Op 1 augustus 2024 heeft de Rechtbank Gelderland, zittingsplaats Zutphen, uitspraak gedaan in een beklagprocedure op grond van artikel 552a van het Wetboek van Strafvordering. De klager, bijgestaan door mr. J.C.H. Pronk, verzocht om teruggave van inbeslaggenomen voorwerpen, waaronder zeven hanen, een pit, beschermingskussens en snavelkapjes. De inbeslagname vond plaats op 28 juni 2024, naar aanleiding van verdenkingen dat de klager zich schuldig had gemaakt aan overtreding van artikel 2.14, lid 1, van de Wet Dieren, dat het organiseren van dierengevechten verbiedt.
Tijdens de behandeling in raadkamer werd het standpunt van de klager gehoord, die stelde dat het houden van hanen zijn hobby is en dat het geen vechthoenders zijn. De officier van justitie verzet zich echter tegen de teruggave, stellende dat het belang van de strafvordering zich daartegen verzet, omdat het Openbaar Ministerie zal vorderen dat de voorwerpen verbeurd worden verklaard.
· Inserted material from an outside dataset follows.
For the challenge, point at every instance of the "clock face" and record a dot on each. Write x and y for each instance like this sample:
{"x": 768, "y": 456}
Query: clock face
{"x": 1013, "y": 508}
De rechtbank overwoog dat het niet hoogst onwaarschijnlijk is dat de strafrechter later zal beslissen tot verbeurdverklaring of onttrekking aan het verkeer van de inbeslaggenomen goederen. De raadkamer baseerde deze conclusie op de bevindingen van de politie en een veterinair forensisch arts, die aangaven dat de hanen verwondingen vertoonden die duiden op gebruik voor vechten. Gezien deze omstandigheden verklaarde de rechtbank het beklag ongegrond, wat betekent dat de inbeslaggenomen voorwerpen niet worden teruggegeven aan de klager.